Gaja has never considered expanding production outside Europe, and he declined a joint venture with Robert Mondavi, a major Napa winery, saying the pairing would be “like a mosquito having sex with an elephant, very dangerous and without much pleasure.”

“That doesn’t mean there isn’t quality wine outside Europe. It’s just because I am European, both genetically and culturally, with a characteristically regional way of thinking,” he says.

He tells his daughter Gaia, who is responsible for distribution, that to really explore the overseas market, she should thoroughly understand foreigners, “who think totally differently from us.”

The vintner is gradually passing on his business to his two daughters, but he is not backing away. “We have an agreement and they never push me to retire,” says the father.

Global warming started to have an impact on the wine industry around 1995, he says, and the wine rules are being rewritten because of it.

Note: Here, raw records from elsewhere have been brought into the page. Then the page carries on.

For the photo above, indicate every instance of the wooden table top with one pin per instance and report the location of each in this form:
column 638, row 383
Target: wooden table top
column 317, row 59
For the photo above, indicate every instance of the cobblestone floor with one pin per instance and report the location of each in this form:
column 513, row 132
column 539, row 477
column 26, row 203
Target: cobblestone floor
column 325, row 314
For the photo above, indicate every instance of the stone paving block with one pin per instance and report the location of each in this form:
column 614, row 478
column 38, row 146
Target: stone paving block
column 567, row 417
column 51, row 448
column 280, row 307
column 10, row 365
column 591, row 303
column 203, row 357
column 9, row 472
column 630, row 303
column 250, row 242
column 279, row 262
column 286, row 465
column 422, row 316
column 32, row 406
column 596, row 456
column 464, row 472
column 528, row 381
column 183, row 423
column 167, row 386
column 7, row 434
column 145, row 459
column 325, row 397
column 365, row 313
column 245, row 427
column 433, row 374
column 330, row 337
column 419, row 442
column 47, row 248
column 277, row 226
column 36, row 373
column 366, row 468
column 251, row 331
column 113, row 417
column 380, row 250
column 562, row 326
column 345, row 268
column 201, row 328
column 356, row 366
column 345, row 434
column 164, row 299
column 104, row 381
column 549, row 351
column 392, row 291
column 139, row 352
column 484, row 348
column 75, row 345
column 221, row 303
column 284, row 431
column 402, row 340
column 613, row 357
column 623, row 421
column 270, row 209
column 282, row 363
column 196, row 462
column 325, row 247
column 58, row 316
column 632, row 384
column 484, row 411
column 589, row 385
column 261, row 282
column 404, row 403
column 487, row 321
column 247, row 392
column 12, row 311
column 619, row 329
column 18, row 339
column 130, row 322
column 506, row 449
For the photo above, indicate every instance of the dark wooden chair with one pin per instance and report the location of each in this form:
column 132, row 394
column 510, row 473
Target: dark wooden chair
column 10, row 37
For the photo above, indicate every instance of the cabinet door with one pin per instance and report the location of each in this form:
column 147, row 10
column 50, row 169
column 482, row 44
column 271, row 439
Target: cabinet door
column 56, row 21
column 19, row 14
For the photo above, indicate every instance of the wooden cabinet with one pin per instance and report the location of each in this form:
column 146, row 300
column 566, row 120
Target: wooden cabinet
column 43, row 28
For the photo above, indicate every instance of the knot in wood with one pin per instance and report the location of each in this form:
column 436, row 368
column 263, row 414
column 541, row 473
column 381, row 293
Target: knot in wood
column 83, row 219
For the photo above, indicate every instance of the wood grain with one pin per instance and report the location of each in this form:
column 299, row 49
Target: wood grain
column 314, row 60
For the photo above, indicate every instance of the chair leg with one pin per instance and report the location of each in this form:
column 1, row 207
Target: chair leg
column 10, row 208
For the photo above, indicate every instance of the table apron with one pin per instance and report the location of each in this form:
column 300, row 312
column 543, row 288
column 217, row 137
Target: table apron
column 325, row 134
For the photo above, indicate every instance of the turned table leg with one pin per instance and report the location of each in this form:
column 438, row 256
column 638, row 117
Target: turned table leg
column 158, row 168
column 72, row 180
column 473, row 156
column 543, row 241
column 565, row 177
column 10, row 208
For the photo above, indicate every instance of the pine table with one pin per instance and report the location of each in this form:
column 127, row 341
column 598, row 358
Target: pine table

The “advantage” of global warming is that summers are hotter, longer and drier, which is good for grape ripening and leads to increasingly stable wine quality. But longer summer also means more pests and disease. Some new diseases have emerged and they cannot be handled the old way, he says.

“I don’t want to increase the chemical dosage. Land is a vintner’s most valuable asset and must be treasured. I am trying to use the vine’s own strength and minimize the use of artificial chemicals,” Gaja says.

He has established a research team, including a botanist, entymologist and biologist, to fight weeds, insects and disease by using their natural enemies. “I am doing this gingerly because these are all entirely new problems, we have no experience for reference,” the vintner says.